There once lived a William Shakespeare who staged a tragedy, Romeo and Juliet. A pubescent boy and girl end up as collateral damage in the bloody feud waging between their murderous families. Issaq is a modern-day reworking of this story (a lofty project), but here, the audience ends up as collateral damage. Ah, to suffer a film as incoherent as this one!
After his debut film, the college flick Dil, Dosti, Etc, Manish Tiwary shifts gears to create the tragic romance, Issaq. Set in Benaras, the ambitious director relocates the plot of Romeo & Juliet to the mercurial landscape of small-town India caught between mafia warfare and present-day official corruption.
On the face of it, Issaq belongs to a class of films, namely Maqbool
that are contemporary adaptations of the playwright's tragedies, and utilize the original plot to depict a community of homegrown feudal characters, their soil and their eternal hostilities.
The film portrays the antagonism between the Mishras and the Kashyaps, powerful local families who are attempting domination of sand-mining contracts, and in the process keeping alive the deep-rooted tradition of mutual discord.
To make matters worse, a Naxal group headed by a heartless hoodlum called "Madrasi", determined to usurp the whole business of sand-quarrying, makes use of these very familial rivalries, for its own "Lal Salaam" cause.
In the backdrop of these messy histrionics lies the tale of ill-fated lovers Rahul Mishra (Prateik Babbar) and Bachchi Kashyap (Amyra Dastur). Qayamat Se Qayamat Tak and Ishaqzaade
- ring a bell? Well, the point here seems to be that a melodramatic love tragedy never grows old. Not in this country. Unfortunately, Issaq is an immature pursuit of a mature tragedy.
The first scene establishes the enmity between the Mishra and the Kashyap clans. As bombs go off and the families clash, the sports-style commentary of a local prepares the viewer for the tongue-in-cheek tone of the film. The patriarchs of the two families bicker like children, while their children lust after enemy blood in the sand battlefields.
Tiwary paints a world enthused with boiling young blood, rash and violent. The comic moments seem to subvert the macho conventions of gang warfare and inane concepts of honour. But this constant presence of humour distracts the viewer from identifying with the characters, and eventually, undercuts the very potency of the tragic elements.
The beauty of a tragedy lies not just in the struggle that the lovers face, but also in the realization that the attainment of love is impossible. With the confused script of Issaq, one does not feel the desperation. It is laid out as a Dabangg
-esque world that suddenly has to transform into a wistful tragedy of epic proportions.
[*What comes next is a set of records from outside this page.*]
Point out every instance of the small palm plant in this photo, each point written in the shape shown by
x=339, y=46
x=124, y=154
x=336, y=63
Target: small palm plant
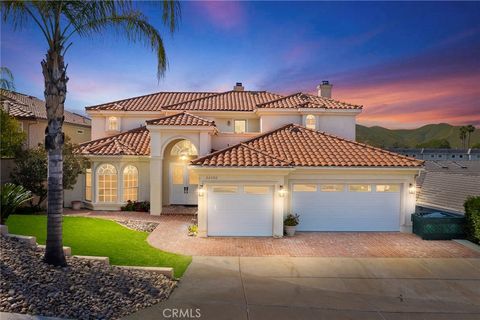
x=12, y=196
Speaking of epic, Vishal Sinha's evocative visuals deserve a mention. The festival of Holi - its frenzy and colour - is captured well by the camera. When our hero Rahul pursues and persuades his love interest, we are treated to a slew of images of Benaras, all beautifully composed; never overdone. The lens speaks to us (if only the rest of the film had followed suit).
This is a crowded film teeming with characters. You feel lost, as on a railway station, and if you do not remain glued to the screen you might miss the train. Most of the characters are mere shadows of real people. The lovers are more or less cardboard cutouts, and their performances verify this fact. No amount of parkour (jumping off of buildings) practiced by Rahul, or cheekiness practiced by Bachchi, can redeem them as actors. They are a good-looking pair, but that is all.
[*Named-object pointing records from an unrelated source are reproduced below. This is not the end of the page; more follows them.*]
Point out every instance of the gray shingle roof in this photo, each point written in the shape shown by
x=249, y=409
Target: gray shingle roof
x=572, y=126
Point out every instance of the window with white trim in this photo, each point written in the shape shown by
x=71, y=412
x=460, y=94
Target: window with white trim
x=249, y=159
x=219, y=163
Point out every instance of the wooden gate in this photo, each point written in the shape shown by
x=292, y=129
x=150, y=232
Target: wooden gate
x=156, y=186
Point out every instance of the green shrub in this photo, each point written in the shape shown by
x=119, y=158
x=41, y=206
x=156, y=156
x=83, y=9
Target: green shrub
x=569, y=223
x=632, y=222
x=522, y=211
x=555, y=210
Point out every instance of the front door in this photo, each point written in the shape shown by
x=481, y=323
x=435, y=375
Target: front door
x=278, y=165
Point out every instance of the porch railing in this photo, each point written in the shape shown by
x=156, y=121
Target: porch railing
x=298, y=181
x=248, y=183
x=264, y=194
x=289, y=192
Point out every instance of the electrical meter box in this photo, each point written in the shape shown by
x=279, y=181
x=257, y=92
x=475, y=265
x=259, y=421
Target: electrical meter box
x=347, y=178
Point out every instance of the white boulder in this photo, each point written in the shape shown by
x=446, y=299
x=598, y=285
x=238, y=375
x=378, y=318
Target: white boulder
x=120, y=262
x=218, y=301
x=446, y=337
Screenwriters Padmaja-Thakore Tiwary, Manish Tiwary and Pawan Sony seem to have misfired, and that too in the fog. Though the plot remains, more or less, faithful to Shakespeare's version, the narrative does not ring true, and the people who inhabit the story are not given believable motives.
The "Lal Salaam" Naxal angle is mere tokenism, and is forced into the structure. The Naxal chieftain (Prashant Narayanan) is a soulless creature with no past.
Actor Ravi Kishan, who plays the bloodthirsty Teetas, of the Kashyap clan, tries hard to execute his role with as much malice as he can muster. Sudhir Pandey and Neena Gupta are wasted in their respective roles.
Makrand Deshpande, as the levitating mystic sadhu, salvages his character with penchant deftness. Rajeshwari Sachdev is nuanced in the role of Bachchi's stepmother, Paro, a woman who flaunts her illicit affair in the public eye.
Issaq is clumsily edited, and the transition from one shot to the next is abrupt and painful to watch. It is disjointed, as if put together hastily and without much care. The computer graphics that intrude are plain silly.
If anything saves the film, it is the music. "Issaq Tera" and "Jheeni Re Jheeni" are affective melodies that infuse life into the otherwise famished script. "Aag Ka Dariya" does a decent job of introducing the hero to the audience.
In the spirit of borrowing, we quote from Romeo and Juliet,
"For never was a story of more woe,
Than this of Juliet and her Romeo."
Woe for the viewer (and reviewer) that is.